È difficile dirlo prima dei risultati elettorali. Detto ciò, non posso credere che non sia possibile. È troppo importante per tutte le questioni che riguardano la mobilità inter-europea e la gestione delle frontiere comuni. Inoltre, è necessaria per iniziare a sviluppare politiche migratorie e di asilo europee che sono fondamentali per poter dialogare in un modo più efficace con i Paesi di transito e d’origine e per sviluppare politiche europee nei confronti di quei Paesi, non solo da un punto di vista migratorio ma anche per ciò che riguarda i contesti socio-economici, il cambiamento climatico. Per fare tutto questo, non dico che il regolamento Dublino vada risolto, ma quanto meno sviluppato.

Ritornando alla sicurezza, nel 2015 l’Europa ha risposto alla crisi del Mediterraneo con l’Operazione militare Sofia il cui mandato si è concluso il 31 marzo. Considerando che il Nord Africa è ancora instabile, quanto è importante, secondo lei, direttore Soda, che il prossimo Parlamento europeo faccia pressione sul Consiglio per rifinanziare Sofia o un’analoga missione militare?
Ogni opportunità che abbiamo per avere un approccio multilaterale va esaminata e sfruttata al meglio. Soprattutto perché oggi realizzare i soccorsi è sempre più difficile: nel Mediterraneo non si sa quali siano i porti sicuri e i luoghi di sbarco. Nel giro di quattro anni siamo passati da un approccio olistico e pro-attivo (e qui mi riferisco all’operazione Mare Nostrum), con molti attori quali la guardia costiera, le Ong, le navi militari, a una situazione dove praticamente non c’è più una presenza stabile di nessuno per realizzare i soccorsi. È tutto fermo e non ci sono gli strumenti e la volontà politica per evitare disastri. Anche se io credo che oggi nel Mediterraneo non ci siano più le condizioni del 2015, che hanno fatto sì che nel giro di così poco tempo si spostassero così tante persone, il naufragio di un barcone con 400 o 500 persone a bordo purtroppo non ci sorprenderebbe.

Secondo lei, direttore Soda, che tipo di migrazione dovrà affrontare l’Europa nei prossimi cinque anni? E quali sono gli strumenti indispensabili di cui si deve dotare?

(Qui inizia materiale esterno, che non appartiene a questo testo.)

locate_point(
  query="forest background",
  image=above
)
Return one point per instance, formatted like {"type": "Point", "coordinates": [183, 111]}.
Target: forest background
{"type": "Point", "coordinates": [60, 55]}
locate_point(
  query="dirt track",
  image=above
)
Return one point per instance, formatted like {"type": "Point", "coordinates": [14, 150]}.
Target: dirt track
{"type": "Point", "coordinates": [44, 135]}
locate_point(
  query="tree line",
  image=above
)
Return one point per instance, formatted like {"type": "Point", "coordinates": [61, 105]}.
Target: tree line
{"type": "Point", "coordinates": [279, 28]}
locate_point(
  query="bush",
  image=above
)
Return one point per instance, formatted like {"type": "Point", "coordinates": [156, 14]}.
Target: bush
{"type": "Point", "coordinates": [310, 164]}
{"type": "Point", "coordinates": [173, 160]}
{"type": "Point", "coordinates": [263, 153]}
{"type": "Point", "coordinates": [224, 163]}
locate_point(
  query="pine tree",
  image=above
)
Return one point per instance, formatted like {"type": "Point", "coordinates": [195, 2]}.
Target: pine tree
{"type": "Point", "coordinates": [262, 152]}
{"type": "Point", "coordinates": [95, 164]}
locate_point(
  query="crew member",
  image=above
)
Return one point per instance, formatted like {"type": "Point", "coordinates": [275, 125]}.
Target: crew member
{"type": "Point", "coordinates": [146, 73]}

Ci sono ancora contesti molto fragili in regioni e Paesi molto vicini all’Europa e quindi penso che continueranno ad esserci queste pressioni sui confini esterni europei. Si tratta dei cosiddetti flussi misti, ovvero di persone che hanno diritto alla protezione internazionale e altri che non hanno ovviamente diritto a questo tipo di protezione. Fare la distinzione diventerà sempre più difficile e ciò porrà dei problemi ai sistemi giuridici internazionali e nazionali e, ovviamente, si tratta di questioni che nessun singolo Paese europeo può o dovrebbe affrontare da solo. Quindi torniamo alla questione della solidarietà e della necessità di gestire insieme non solo i confini ma anche cosa succede dentro l’Unione. Si tratta di una distribuzione delle responsabilità. Inoltre, le politiche estere dovranno essere in grado di anticipare le crisi e di cercare di fare in modo che queste non si realizzino.

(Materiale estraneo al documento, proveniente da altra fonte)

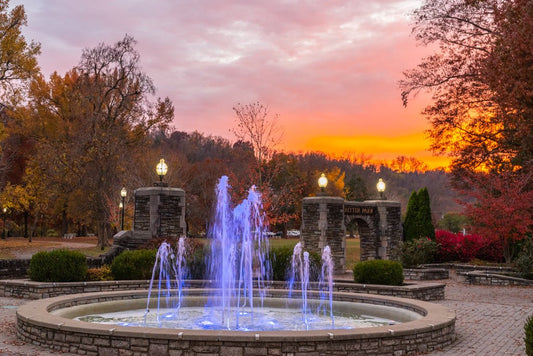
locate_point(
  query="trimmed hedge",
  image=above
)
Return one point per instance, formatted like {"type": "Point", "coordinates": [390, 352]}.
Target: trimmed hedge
{"type": "Point", "coordinates": [133, 264]}
{"type": "Point", "coordinates": [58, 266]}
{"type": "Point", "coordinates": [384, 272]}
{"type": "Point", "coordinates": [419, 251]}
{"type": "Point", "coordinates": [529, 336]}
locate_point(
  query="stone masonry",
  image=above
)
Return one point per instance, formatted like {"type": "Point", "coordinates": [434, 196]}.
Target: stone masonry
{"type": "Point", "coordinates": [324, 221]}
{"type": "Point", "coordinates": [159, 212]}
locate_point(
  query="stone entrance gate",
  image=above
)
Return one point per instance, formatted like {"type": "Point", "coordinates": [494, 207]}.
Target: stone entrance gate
{"type": "Point", "coordinates": [324, 221]}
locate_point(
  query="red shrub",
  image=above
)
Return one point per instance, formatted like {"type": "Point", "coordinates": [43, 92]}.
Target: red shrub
{"type": "Point", "coordinates": [464, 248]}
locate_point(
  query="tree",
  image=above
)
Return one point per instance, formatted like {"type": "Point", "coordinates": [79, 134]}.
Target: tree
{"type": "Point", "coordinates": [256, 125]}
{"type": "Point", "coordinates": [502, 207]}
{"type": "Point", "coordinates": [425, 225]}
{"type": "Point", "coordinates": [453, 222]}
{"type": "Point", "coordinates": [480, 80]}
{"type": "Point", "coordinates": [92, 123]}
{"type": "Point", "coordinates": [355, 189]}
{"type": "Point", "coordinates": [18, 58]}
{"type": "Point", "coordinates": [408, 164]}
{"type": "Point", "coordinates": [410, 230]}
{"type": "Point", "coordinates": [417, 222]}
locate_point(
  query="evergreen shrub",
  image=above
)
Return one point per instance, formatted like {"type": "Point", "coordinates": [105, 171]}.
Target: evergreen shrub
{"type": "Point", "coordinates": [528, 328]}
{"type": "Point", "coordinates": [418, 252]}
{"type": "Point", "coordinates": [99, 274]}
{"type": "Point", "coordinates": [133, 265]}
{"type": "Point", "coordinates": [384, 272]}
{"type": "Point", "coordinates": [58, 266]}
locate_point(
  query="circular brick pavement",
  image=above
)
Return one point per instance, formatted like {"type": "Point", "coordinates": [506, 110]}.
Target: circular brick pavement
{"type": "Point", "coordinates": [490, 321]}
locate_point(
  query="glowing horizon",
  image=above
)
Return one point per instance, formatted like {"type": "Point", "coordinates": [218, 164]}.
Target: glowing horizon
{"type": "Point", "coordinates": [330, 70]}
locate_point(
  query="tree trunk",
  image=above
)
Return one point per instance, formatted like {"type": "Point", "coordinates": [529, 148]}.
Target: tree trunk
{"type": "Point", "coordinates": [26, 225]}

In un modo o nell’altro la fluidità delle persone continuerà e aumenterà. La questione è quindi se continueremo a cercare di resistere a questo fenomeno o sceglieremo di impegnarci insieme per cercare di ridurre i rischi e massimizzare i benefici. Ma per ora mi sembra difficile. L’atmosfera è molto tesa e l’elettorato è sempre più polarizzato. Non riusciamo a fare nessun passo avanti nemmeno per cercare di creare un’immigrazione regolare, nonostante la realtà demografica dell’Europa. E siamo arrivati al punto che quando si tratta di distribuire lo sbarco di 49 persone intervengono sette Nazioni.